The computer stuff in Cryptonomicon is interesting and almost right, but i know too much about computers and encryption to find this stuff cool. The really cool thing about this book (as it is about Anathem) is how Stephenson is able to build a crazy alternative world that is completely insane and also completely real, so much that you start to question the reality of the so-called real world. Did it really happen this way? Well, didn't it?
Quotes:
As nightmarishly lethal, memetically programmed death-machines went, these were the nicest you could ever hope to meet.

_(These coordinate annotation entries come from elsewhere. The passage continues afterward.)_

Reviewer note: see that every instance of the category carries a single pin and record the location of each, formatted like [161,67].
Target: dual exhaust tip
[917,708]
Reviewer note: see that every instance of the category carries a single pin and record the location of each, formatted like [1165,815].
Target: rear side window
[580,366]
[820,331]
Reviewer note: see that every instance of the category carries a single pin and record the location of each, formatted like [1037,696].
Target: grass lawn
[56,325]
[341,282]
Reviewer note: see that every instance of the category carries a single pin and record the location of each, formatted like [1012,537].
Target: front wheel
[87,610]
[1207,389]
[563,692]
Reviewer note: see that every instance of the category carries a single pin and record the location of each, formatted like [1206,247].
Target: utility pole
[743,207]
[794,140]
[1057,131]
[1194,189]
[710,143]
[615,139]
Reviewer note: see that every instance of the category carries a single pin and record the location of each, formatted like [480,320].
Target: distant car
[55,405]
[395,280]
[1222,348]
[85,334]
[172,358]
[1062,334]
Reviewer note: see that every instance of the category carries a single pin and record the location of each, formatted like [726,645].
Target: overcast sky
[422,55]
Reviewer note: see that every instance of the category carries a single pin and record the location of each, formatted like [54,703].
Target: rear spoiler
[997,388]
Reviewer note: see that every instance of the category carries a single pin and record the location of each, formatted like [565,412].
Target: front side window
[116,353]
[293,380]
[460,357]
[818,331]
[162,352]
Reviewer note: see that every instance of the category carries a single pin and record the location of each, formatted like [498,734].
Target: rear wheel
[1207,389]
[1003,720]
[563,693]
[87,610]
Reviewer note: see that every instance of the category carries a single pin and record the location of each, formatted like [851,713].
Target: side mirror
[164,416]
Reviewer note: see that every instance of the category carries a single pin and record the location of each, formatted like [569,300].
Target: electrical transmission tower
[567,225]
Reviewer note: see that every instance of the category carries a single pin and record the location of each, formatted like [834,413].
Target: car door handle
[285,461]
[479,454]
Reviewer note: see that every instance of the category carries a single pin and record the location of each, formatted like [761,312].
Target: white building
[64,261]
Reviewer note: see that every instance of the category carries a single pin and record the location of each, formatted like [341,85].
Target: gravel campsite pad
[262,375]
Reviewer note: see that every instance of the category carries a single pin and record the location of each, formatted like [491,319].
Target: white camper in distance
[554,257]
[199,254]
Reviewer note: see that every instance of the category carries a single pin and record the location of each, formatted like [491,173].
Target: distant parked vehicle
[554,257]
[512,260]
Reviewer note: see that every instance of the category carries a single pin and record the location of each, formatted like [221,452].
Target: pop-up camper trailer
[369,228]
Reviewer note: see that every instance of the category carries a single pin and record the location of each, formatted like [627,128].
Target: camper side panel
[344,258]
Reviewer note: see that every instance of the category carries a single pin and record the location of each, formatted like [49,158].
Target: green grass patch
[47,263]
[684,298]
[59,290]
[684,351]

Fifteen seconds later, Randy was out on the sidewalk, swiping his card through a pay phone like an assassin drawing a single-edged razor blade across the throat of a tubby politician.
As soon as he got through the formalities at the airport, he perceived that the Philippines are, like Mexico, one of those countries where Shoes Matter.
Bobby soon learns the trick that his father and his uncles and granduncles all knew [about war], which is that you never talk about the specifics of what happened over there.
Waterhouse has been trying to invent a new cryptosystem based upon alternative systems of pronouncing words and hasn’t said anything in quite a while.
we find ourselves in the oddest situation that has ever faced a pair of allies in a war. We know everything, Commander Waterhouse.
He knows that these demure girls, obediently shuffling reams of gibberish through their machines, shift after shift, day after day, have killed more men than Napoleon.
“Windows 95, for games and when I need to let some lamer borrow my computer temporarily,” Avi says. “Windows NT for office type stuff. BeOS for hacking, and screwing around with media. Finux for industrial-strength typesetting.”
It would be an idyllic tropical paradise if not for the malaria, the insects, the constant diarrhea and resulting hemorrhoids, and the fact that the people are dirty and smell bad and eat each other and use human heads for decoration.
THE UNITED STATES Military (Waterhouse has decided) is first and foremost an unfathomable network of typists and file clerks, secondarily a stupendous mechanism for moving stuff from one part of the world to another, and last and least a fighting organization.
“It seems that, while I have been sneaking around the Atlantic, doing my duty—the Führer has come up with a little incentive program.” (Bishop)
Two large black Mercedes issue from the forest, like bad ideas emerging from the dim mind of a green lieutenant.
“Well the short answer is that we won because the Germans worshipped Ares and we worshipped Athena.” (Enoch Root)
“Gold is the corpse of value,” says Goto Dengo.